Merck is one step closer to broader use of its Gardasil HPV vaccine. In preparation for this week's review by an FDA advisory panel, agency staff released its own analysis of data on Gardasil use in boys and young men. The verdict? Gardasil is effective in preventing genital warts caused by particular human papillomavirus strains.
And there are no safety issues, an agency staffer said in a memo posted on the agency's website. Side effects in males were similar to those seen in females, including headache, fever and nausea. The FDA recently updated a warning of fainting as a potential side effect of Gardasil administration.
Though HPV has also been implicated in penile and anal cancers, Merck is only asking FDA for a genital-warts indication in male patients. It's part of the company's push to boost flagging sales of the vaccine; Merck has also sought approval for Gardasil use in women up to 45 years old but so far hasn't won it in the U.S.
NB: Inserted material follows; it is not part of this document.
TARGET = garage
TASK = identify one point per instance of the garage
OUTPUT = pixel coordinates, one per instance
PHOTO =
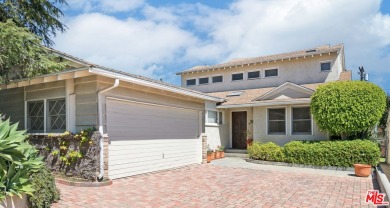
(146, 137)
Meanwhile, as the FDA advisory panel prepares to review this new Gardasil use, it's also looking at GlaxoSmithKline's Cervarix, a potential Gardasil competitor. Agency staff said the Glaxo vaccine protects women and teenage girls from the cervical cancer-causing HPV, but more miscarriages were reported among females given Cervarix. The data doesn't establish a causal relationship, but the risk couldn't be ruled out, either, FDA reviewers said.